Aber ist all das tatsächlich dermaßen eindeutig, wie es zunächst scheint? Das ist die Frage des Stücks, die Günther noch akzentuiert, indem er Kammerspielästhetik und Figurenrealismus auflöst. Stephens beantwortet sie, indem er die Krimilogik unterläuft und die Frage aufwirft, wer Täter ist und wer nicht, ob Detective Stone im Rausch selbst einen Mordversuch begeht oder nur einen untergeschoben bekommt. Am Ende aber ist bei Stephens in der Hinsicht wieder alles gut, dass der recht verstörte Stone wieder bei seiner Stephanie landet und die beiden zumindest miteinander reden. Willkommen in Muttis guter Stube. Günther misstraut diesem Realismus ein letztes Mal entschieden. Von den zu einer Spielfläche zusammengeschoben Podesten herab spricht Stone Stephanie an. Er blickt auf sie, sie sucht seinen Blick, schaut wissend, geht weiter. Aber sie antwortet nicht. Sie geht durch den Raum, der alles sein kann.
Three Kingdoms
von Simon Stephens
Deutsch von Barbara Christ
Regie: Dominik Günther, Bühne/Kostüme: Heike Vollmer.
Mit: Marie Bauer, Patrick Berg, Stefan Haschke, Magdalena Helmig, Marcus Hering, Jakob Plutte, Dennis Pörtner, Thomas Schneider, Martin Schwartengräber.

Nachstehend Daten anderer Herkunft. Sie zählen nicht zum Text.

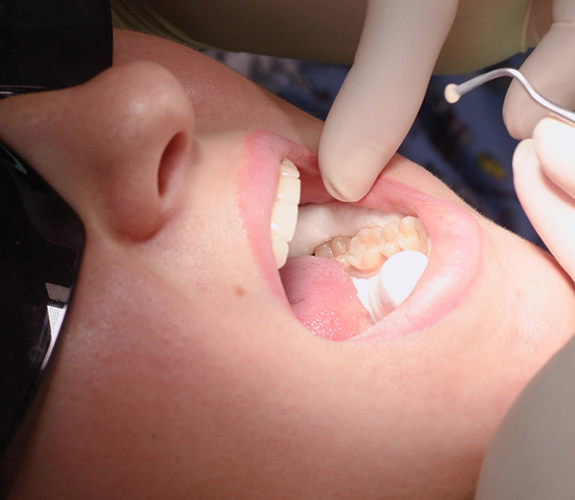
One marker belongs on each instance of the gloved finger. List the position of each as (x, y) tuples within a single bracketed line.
[(551, 71), (383, 91), (554, 142), (550, 209)]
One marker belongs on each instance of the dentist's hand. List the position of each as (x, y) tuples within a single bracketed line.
[(544, 177), (533, 452), (399, 47)]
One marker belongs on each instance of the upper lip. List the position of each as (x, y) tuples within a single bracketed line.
[(454, 261), (455, 234)]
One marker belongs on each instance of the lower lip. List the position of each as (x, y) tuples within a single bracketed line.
[(454, 261), (457, 242)]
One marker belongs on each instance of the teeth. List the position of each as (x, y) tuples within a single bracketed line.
[(367, 250), (285, 211)]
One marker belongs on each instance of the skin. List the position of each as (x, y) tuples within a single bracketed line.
[(183, 374), (394, 46)]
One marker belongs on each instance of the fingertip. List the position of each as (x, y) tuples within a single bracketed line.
[(350, 178), (526, 171)]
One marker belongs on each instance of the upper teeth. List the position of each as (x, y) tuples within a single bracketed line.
[(285, 211)]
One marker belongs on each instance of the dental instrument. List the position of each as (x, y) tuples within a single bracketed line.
[(453, 92)]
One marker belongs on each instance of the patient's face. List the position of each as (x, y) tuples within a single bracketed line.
[(184, 372)]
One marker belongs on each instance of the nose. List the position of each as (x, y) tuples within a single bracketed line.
[(110, 147)]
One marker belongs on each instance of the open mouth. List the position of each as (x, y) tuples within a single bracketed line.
[(394, 263)]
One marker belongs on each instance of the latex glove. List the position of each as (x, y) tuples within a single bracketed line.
[(398, 50), (533, 452), (544, 178)]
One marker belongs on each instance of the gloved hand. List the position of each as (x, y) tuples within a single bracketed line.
[(399, 47), (533, 452), (402, 42), (544, 177)]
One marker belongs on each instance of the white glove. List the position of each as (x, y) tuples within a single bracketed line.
[(544, 177), (533, 452), (399, 47)]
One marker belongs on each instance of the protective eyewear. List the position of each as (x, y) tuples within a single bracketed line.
[(44, 45)]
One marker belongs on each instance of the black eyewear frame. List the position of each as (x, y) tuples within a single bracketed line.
[(44, 45)]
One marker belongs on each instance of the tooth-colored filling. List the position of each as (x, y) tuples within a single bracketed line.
[(285, 211), (364, 253)]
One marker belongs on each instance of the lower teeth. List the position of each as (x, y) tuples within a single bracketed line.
[(385, 262), (364, 253)]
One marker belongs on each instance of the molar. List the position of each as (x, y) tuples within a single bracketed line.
[(318, 224), (365, 252)]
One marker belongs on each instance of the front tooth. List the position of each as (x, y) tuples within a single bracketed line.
[(284, 219), (289, 188), (285, 211)]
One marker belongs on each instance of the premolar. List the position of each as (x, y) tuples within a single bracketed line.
[(285, 211), (366, 251)]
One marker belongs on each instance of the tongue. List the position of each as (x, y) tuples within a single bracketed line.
[(323, 297)]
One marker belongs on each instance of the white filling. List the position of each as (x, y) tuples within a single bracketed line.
[(386, 254), (390, 287)]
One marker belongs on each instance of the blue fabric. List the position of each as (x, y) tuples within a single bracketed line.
[(464, 144)]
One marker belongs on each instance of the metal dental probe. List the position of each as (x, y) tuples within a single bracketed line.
[(453, 92)]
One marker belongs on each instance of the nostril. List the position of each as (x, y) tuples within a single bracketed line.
[(172, 156)]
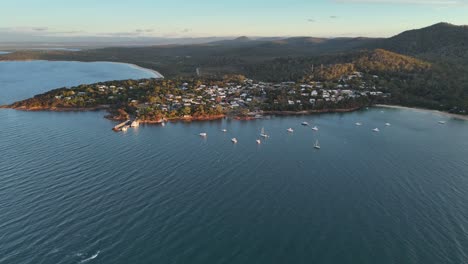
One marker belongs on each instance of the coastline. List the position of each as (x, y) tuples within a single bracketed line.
[(311, 112), (437, 112), (57, 109)]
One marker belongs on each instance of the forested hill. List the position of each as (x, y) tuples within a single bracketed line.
[(426, 67)]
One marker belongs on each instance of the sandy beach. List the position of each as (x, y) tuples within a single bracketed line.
[(436, 112)]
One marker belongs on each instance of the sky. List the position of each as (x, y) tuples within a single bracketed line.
[(29, 19)]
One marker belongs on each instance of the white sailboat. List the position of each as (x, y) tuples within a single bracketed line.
[(262, 133), (316, 145)]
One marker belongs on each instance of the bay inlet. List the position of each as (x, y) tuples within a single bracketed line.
[(73, 191)]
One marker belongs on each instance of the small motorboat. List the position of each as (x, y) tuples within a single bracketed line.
[(262, 133), (135, 123), (316, 145)]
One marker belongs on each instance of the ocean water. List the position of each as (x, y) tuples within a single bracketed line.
[(23, 79), (73, 191)]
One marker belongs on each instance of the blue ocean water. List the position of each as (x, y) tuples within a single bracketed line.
[(73, 191), (23, 79)]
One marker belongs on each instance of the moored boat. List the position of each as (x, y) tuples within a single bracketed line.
[(135, 123), (316, 145), (262, 133)]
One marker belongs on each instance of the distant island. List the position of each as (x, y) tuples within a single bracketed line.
[(425, 68)]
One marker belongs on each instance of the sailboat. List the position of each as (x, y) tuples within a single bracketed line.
[(262, 133), (316, 145), (135, 123)]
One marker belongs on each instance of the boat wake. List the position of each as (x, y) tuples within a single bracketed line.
[(91, 258)]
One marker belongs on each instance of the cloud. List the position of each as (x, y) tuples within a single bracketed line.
[(40, 28), (148, 30), (409, 2)]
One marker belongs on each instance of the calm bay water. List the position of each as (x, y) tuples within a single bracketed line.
[(20, 80), (73, 191)]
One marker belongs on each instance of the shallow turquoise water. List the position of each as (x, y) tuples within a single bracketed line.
[(73, 191)]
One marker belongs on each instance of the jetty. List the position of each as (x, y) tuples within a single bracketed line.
[(119, 126)]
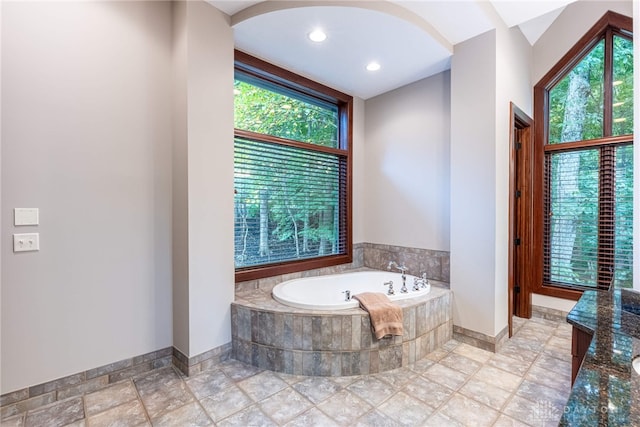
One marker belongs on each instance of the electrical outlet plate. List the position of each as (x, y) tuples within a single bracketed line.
[(26, 242)]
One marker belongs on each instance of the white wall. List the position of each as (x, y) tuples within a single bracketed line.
[(359, 172), (86, 138), (210, 176), (473, 183), (513, 77), (202, 178), (407, 165)]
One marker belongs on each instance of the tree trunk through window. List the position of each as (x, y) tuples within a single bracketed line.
[(563, 233)]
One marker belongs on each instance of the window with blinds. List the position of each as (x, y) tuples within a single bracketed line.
[(587, 184), (291, 172), (589, 217)]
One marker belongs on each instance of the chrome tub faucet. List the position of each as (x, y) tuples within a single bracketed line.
[(403, 270)]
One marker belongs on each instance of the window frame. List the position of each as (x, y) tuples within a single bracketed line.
[(609, 25), (273, 74)]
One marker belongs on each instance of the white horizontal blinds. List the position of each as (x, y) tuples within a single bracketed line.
[(571, 217), (623, 217), (290, 203), (589, 217)]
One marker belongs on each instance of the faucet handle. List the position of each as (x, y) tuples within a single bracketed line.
[(390, 284)]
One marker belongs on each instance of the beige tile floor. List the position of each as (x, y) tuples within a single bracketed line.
[(526, 383)]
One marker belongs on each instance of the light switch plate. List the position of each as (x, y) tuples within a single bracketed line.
[(26, 216), (26, 242)]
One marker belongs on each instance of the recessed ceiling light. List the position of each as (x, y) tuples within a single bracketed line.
[(373, 66), (317, 35)]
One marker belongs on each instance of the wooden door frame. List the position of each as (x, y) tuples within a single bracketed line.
[(518, 120)]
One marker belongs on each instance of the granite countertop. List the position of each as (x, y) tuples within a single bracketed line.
[(606, 391)]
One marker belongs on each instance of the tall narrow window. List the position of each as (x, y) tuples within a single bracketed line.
[(292, 180), (584, 141)]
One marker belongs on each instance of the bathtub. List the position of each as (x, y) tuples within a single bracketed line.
[(327, 292)]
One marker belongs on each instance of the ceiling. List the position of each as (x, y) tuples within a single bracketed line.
[(410, 40)]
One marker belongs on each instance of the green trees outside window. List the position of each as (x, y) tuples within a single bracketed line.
[(588, 207), (290, 174)]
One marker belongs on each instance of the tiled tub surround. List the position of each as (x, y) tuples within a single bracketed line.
[(272, 336), (418, 261), (525, 384)]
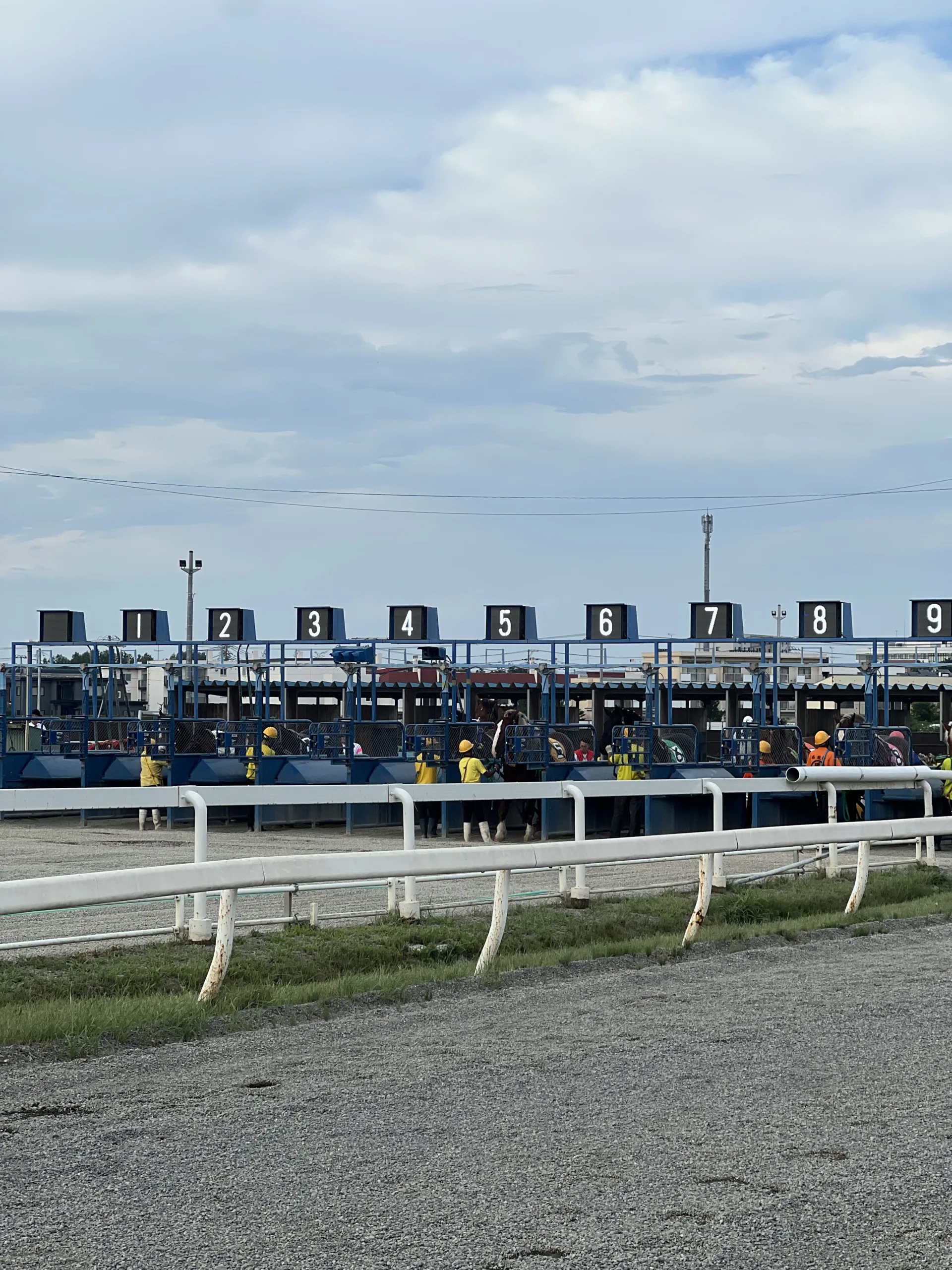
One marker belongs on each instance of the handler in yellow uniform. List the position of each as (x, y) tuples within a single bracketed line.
[(625, 770), (252, 770), (472, 772), (427, 774), (150, 776)]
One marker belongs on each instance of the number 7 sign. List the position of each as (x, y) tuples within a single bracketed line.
[(716, 622)]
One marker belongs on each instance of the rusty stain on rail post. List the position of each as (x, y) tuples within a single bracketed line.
[(497, 928), (224, 942), (862, 873), (706, 868)]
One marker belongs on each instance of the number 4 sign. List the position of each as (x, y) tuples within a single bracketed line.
[(716, 622)]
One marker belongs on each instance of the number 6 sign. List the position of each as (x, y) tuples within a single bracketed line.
[(611, 623)]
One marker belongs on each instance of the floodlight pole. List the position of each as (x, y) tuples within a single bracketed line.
[(191, 567), (708, 526)]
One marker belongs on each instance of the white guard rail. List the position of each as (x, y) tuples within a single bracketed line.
[(229, 876)]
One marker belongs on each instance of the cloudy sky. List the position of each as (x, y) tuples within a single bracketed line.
[(604, 257)]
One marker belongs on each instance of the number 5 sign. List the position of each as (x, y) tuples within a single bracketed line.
[(716, 622), (826, 619)]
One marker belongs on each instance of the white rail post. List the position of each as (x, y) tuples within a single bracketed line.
[(411, 905), (862, 873), (200, 929), (719, 879), (224, 942), (833, 863), (930, 837), (579, 894), (497, 928), (706, 868)]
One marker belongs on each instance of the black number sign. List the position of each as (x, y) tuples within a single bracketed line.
[(226, 625), (506, 623), (932, 619), (608, 623), (713, 622), (822, 619), (139, 625), (316, 623), (408, 623), (56, 627)]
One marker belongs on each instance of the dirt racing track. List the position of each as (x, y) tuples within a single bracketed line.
[(785, 1105)]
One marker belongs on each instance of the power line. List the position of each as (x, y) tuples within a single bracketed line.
[(182, 489)]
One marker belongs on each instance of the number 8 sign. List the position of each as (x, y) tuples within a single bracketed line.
[(826, 619)]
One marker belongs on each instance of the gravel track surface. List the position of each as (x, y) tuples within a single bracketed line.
[(36, 849), (782, 1107)]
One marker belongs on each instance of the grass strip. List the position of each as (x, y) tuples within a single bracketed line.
[(105, 997)]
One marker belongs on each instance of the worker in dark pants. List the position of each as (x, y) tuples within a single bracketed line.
[(631, 808), (427, 774)]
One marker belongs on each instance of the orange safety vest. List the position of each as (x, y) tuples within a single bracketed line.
[(823, 758)]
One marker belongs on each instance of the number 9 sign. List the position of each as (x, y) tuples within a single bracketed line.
[(932, 619)]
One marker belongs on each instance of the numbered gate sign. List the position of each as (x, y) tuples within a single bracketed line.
[(932, 619), (511, 623), (826, 619), (145, 627), (320, 623), (607, 623), (716, 622), (232, 625), (61, 627), (413, 623)]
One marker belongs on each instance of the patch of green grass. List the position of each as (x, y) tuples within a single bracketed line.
[(148, 996)]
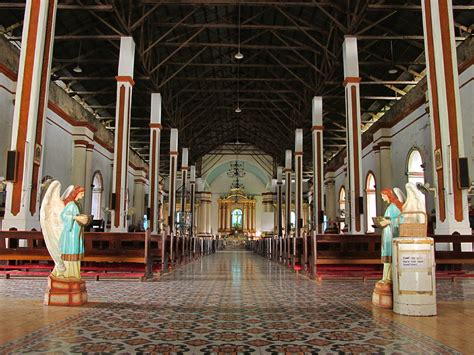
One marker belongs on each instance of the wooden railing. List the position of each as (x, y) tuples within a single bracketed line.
[(343, 249), (140, 248)]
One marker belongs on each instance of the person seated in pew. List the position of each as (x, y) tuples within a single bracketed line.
[(332, 228)]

Dauer: 1 Stunde 40 Minuten, keine Pause
www.theater-osnabrueck.de
"Gottlob lässt Regisseur Dominik Günther dem philosophischen Spiel mit (europäischen) Identitäten nicht allzu viel Raum", findet Christine Adam in der Neuen Osnabrücker Zeitung (16.12.2013). Günther habe sich für ein temporeiches, zupackendes Agieren auf den Spielebenen der drei Länder entschieden. "Mit neun starken Schauspielerinnen und Schauspielern, die jeder ihrer Figuren eigene maßgeschneiderte Kontur verleihen." Diese Inszenierung vermittele den Eindruck: Hier hat ein starkes Schauspielensemble endlich zusammengefunden, hier wird nicht nebeneinander hergespielt, sondern sich aneinander entzündet. "Welch ein Seh-Vergnügen."